Tensions continued after Chad and Libya gained independence in the mid-20th century, with hostage-taking and armed struggles occurring amid border disputes over the allocation of natural resources. The geopolitical situation and the lack of infrastructure has hampered the development of tourism; the Saharomontane flora and fauna, which include the rhim gazelle and Barbary sheep, have adapted to the mountains, yet the climate has not always been as harsh. Greater biodiversity existed in the past, as evidenced by scenes portrayed in rock and parietal art found throughout the range, which date back several millennia before the arrival of Toubou; the isolation of the Tibesti has sparked the cultural imagination in both literature. The Tibesti Mountains are named for the Toubou people written Tibu or Tubu, that inhabit the area. In the Kanuri language, tu means "rock" or "mountain" and bu means "a person" or "dweller," and thus Toubou translates to "people of the mountains" and Tibesti to "place where the mountain people live."Most of the mountain names are derived from Arabic as well as the Tedaga and Dazaga languages.
The term ehi refers to peaks and rocky hills, emi to larger mountains, era to craters and tarso to high plateaus or sloping mountains. For example, the Ehi Mousgou is a 2,849-metre stratovolcano near Tarso Voon; the name Toussidé means "that which killed the Tou," as in the Toubou, reflecting the danger of the still active volcano. The name of Bardaï, the principal town in the range, means "cold" in Chadian Arabic, because of its low nocturnal temperatures. In the Tedaga language, the town is known as Goumodi, which means "red pass," signifying the color of the mountains at dusk; the mountains lie on the border between Chad and Libya, straddling the Chadian regions of Borkou and Tibesti and the Libyan districts of Murzuq and Kufra, around 1,000 kilometres north of N'djamena and 1,500 kilometres south-southeast of Tripoli. The range is adjacent to Niger and located halfway between the Mediterranean Sea and Lake Chad, just south of the Tropic of Cancer; the East African Rift is 1,900 km to the east and the Cameroon line lies 1,800 km to the southwest.

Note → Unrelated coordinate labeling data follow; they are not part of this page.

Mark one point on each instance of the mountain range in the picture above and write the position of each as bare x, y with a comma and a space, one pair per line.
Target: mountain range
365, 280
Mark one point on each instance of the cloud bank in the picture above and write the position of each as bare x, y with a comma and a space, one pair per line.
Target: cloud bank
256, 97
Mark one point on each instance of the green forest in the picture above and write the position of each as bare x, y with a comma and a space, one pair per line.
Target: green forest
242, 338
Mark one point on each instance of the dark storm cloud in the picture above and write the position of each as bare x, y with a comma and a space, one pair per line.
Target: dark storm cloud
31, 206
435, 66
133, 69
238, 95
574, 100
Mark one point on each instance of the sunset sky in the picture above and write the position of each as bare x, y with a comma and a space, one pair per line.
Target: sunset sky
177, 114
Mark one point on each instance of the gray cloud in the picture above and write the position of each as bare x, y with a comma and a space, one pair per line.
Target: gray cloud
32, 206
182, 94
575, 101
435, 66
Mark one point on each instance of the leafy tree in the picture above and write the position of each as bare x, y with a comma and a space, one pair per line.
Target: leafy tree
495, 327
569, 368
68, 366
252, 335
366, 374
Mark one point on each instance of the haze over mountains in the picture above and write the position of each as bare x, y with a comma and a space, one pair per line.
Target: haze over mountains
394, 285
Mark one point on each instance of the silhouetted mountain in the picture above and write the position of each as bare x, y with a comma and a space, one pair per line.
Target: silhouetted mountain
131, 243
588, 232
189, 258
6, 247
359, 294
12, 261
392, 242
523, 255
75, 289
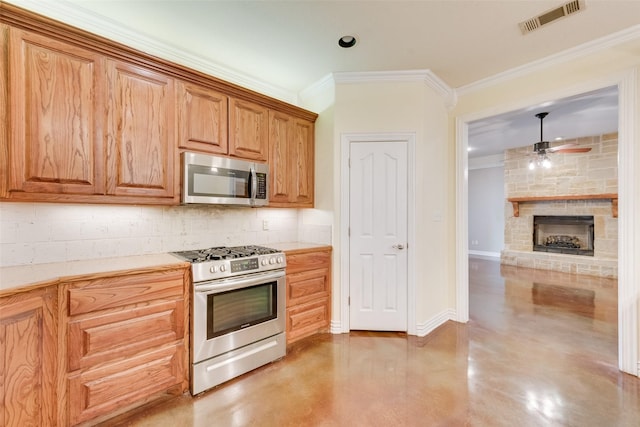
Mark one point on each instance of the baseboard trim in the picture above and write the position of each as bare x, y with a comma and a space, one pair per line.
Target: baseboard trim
485, 254
424, 329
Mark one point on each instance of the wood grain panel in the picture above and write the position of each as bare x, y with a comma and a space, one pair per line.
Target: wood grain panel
121, 334
280, 140
307, 285
308, 261
102, 390
202, 119
307, 319
248, 130
27, 359
110, 292
303, 163
141, 132
56, 97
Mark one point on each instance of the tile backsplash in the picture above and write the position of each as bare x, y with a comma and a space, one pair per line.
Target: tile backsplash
34, 233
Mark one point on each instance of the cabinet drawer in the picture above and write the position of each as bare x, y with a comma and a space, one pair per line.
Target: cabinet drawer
307, 319
117, 335
110, 292
308, 261
307, 285
99, 391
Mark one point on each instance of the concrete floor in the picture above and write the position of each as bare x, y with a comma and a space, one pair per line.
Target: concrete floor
540, 350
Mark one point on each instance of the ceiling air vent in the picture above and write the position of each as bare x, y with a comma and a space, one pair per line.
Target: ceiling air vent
551, 15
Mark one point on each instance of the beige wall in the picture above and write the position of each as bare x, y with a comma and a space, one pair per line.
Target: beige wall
403, 107
553, 80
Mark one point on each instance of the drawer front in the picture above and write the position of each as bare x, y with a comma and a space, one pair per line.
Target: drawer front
100, 391
308, 261
306, 286
121, 334
307, 319
110, 292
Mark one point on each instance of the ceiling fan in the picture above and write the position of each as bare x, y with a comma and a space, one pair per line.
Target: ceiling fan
542, 148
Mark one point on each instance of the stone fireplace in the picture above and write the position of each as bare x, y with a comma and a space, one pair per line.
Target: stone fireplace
563, 234
579, 194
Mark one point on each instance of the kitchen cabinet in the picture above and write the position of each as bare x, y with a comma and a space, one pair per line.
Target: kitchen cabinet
55, 146
291, 161
90, 120
125, 341
248, 130
202, 119
308, 292
140, 132
28, 349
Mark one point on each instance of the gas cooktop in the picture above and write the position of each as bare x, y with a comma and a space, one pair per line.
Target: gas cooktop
222, 262
224, 252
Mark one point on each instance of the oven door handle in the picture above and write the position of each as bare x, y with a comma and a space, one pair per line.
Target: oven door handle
223, 285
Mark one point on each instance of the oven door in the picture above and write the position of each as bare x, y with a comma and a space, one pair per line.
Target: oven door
231, 313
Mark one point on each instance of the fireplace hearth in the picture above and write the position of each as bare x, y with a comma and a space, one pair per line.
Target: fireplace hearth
564, 234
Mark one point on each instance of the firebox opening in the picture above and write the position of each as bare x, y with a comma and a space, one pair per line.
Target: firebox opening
572, 235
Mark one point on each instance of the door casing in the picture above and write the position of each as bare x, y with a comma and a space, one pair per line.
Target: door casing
346, 140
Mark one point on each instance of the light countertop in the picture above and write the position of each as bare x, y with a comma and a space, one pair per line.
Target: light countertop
296, 246
24, 277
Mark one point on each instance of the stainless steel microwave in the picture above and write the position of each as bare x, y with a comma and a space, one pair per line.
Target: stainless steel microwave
208, 179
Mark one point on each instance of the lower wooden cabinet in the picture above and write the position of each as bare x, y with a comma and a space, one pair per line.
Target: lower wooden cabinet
125, 342
28, 358
308, 292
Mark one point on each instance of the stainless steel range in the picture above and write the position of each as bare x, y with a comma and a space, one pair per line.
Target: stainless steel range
237, 313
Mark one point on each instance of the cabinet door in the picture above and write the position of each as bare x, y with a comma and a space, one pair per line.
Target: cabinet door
28, 359
280, 146
303, 167
248, 130
202, 119
56, 96
140, 132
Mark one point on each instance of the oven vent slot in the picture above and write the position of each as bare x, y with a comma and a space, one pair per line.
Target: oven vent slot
551, 15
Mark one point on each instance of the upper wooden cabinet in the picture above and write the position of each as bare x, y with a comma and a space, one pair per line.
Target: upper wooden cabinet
291, 161
140, 132
202, 119
89, 120
55, 141
248, 130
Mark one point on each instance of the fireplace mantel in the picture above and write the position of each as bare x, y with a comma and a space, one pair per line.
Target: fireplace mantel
515, 201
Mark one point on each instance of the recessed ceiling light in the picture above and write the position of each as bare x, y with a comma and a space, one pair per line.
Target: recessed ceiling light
347, 41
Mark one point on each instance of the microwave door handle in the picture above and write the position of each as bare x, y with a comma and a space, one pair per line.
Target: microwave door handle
253, 184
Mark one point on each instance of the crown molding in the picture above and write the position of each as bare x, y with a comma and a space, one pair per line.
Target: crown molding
318, 96
425, 76
629, 34
76, 16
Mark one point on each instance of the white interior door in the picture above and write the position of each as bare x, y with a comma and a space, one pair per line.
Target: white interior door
378, 236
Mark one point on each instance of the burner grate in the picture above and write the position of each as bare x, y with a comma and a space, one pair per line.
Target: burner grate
223, 252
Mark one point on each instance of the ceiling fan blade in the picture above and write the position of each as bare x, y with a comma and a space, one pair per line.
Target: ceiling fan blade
573, 150
561, 147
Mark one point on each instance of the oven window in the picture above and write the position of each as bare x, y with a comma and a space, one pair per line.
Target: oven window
240, 308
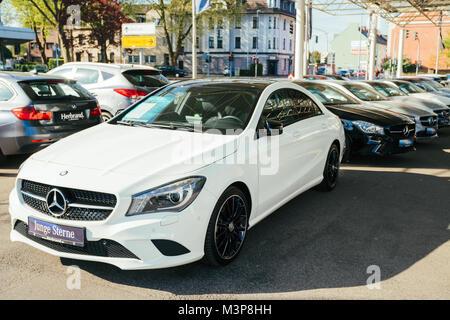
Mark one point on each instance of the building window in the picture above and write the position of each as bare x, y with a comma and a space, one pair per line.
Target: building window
237, 42
255, 22
237, 23
255, 42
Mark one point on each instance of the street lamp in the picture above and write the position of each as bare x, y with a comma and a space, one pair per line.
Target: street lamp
257, 42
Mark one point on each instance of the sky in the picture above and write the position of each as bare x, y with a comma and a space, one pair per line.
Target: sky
335, 25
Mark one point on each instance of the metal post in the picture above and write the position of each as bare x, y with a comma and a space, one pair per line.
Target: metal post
401, 39
418, 56
141, 56
438, 47
373, 42
257, 43
194, 43
299, 38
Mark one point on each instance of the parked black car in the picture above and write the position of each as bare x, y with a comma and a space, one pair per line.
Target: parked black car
37, 110
367, 130
171, 71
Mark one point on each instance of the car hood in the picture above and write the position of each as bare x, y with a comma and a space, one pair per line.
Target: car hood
432, 97
138, 151
373, 115
401, 107
424, 101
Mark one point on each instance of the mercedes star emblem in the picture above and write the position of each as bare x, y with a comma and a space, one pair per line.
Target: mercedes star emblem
56, 202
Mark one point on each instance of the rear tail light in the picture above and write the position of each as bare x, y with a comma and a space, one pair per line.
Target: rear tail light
97, 111
131, 93
30, 113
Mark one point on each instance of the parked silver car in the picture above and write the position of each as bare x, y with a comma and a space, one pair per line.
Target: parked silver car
116, 86
426, 121
37, 110
419, 99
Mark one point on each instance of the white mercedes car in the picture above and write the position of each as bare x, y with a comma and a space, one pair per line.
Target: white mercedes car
179, 176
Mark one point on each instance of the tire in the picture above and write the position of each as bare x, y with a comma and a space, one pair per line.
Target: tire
106, 116
331, 170
225, 235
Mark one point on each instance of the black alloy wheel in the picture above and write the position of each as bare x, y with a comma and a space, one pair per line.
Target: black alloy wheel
227, 228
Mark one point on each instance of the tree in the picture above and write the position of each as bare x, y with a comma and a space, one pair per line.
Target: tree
55, 13
176, 20
104, 18
30, 17
316, 55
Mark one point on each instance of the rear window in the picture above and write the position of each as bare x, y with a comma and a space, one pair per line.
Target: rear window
145, 78
5, 93
53, 89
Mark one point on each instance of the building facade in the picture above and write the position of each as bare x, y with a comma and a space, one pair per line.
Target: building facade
351, 48
262, 31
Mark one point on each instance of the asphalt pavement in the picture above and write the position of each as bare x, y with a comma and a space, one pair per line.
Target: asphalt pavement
388, 217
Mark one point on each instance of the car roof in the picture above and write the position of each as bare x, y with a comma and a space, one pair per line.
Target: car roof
25, 76
232, 82
118, 67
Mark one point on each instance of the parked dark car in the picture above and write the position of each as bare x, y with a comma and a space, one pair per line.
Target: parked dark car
116, 86
367, 130
171, 71
37, 110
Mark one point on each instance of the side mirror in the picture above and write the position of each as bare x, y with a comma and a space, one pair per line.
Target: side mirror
273, 127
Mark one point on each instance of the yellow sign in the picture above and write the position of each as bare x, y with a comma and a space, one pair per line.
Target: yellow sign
139, 42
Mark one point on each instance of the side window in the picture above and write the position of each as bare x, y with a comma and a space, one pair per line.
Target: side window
5, 93
86, 76
303, 105
279, 107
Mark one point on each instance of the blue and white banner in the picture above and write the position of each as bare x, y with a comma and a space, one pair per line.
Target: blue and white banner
202, 5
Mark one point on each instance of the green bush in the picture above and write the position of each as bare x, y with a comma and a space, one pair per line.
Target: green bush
251, 72
52, 63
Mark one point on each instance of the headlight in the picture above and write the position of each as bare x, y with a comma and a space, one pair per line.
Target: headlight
368, 127
174, 196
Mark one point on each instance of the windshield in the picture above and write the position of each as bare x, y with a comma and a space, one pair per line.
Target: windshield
54, 89
408, 87
211, 106
364, 93
146, 78
327, 94
386, 90
424, 85
434, 84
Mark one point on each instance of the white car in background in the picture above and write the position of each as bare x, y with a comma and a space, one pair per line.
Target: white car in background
180, 176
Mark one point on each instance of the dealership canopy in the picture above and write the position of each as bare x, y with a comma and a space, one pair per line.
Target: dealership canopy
398, 12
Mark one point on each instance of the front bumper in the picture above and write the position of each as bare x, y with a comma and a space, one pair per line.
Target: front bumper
136, 234
385, 145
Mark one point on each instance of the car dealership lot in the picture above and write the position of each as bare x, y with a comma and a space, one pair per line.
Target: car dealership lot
386, 212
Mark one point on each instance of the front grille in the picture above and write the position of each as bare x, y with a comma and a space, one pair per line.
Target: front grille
100, 248
83, 205
398, 131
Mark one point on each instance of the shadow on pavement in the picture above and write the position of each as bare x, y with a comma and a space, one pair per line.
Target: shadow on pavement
320, 240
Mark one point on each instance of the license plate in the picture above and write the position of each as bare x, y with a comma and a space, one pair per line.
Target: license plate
72, 116
406, 142
55, 232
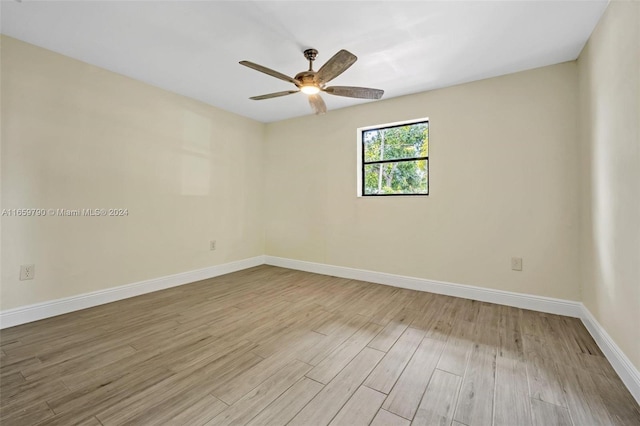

The range is 380 km in length, 350 km in width, spans 100,000 km2. It draws a large triangle with sides of 400 km and vertices facing south and northeast in the heart of the Sahara, making it the largest geologic area of the desert, it is larger than the Massif Central in France, with which it shares some geomorphological characteristics. The highest peak in the Tibesti Mountains, as well as the highest point in Chad and the Sahara Desert, is the 3,445-metre Emi Koussi, located at the southern end of the range. Other prominent peaks include Pic Toussidé at 3,296 m and the 3,012-metre Ehi Timi on its western side, the 2,972-metre Tarso Yega, the 2,925 m Tarso Tieroko, the 2,849-metre Ehi Mousgou, the 2,845-metre Tarso Voon, the 2,820-metre Ehi Sunni, the 2,774-metre Ehi Yéy near the center of the range; the 2,978-metre Mouskorbe and the 2,812-metre Kegueur Terbi are two peaks notable for their height in the northeastern part of the mountain range. The 2,267-metre Bikku Bitti, the highest point in Libya, is nearby, on the other side of the border.
The average elevation of the Tibesti Mountains is about 2,000 metres.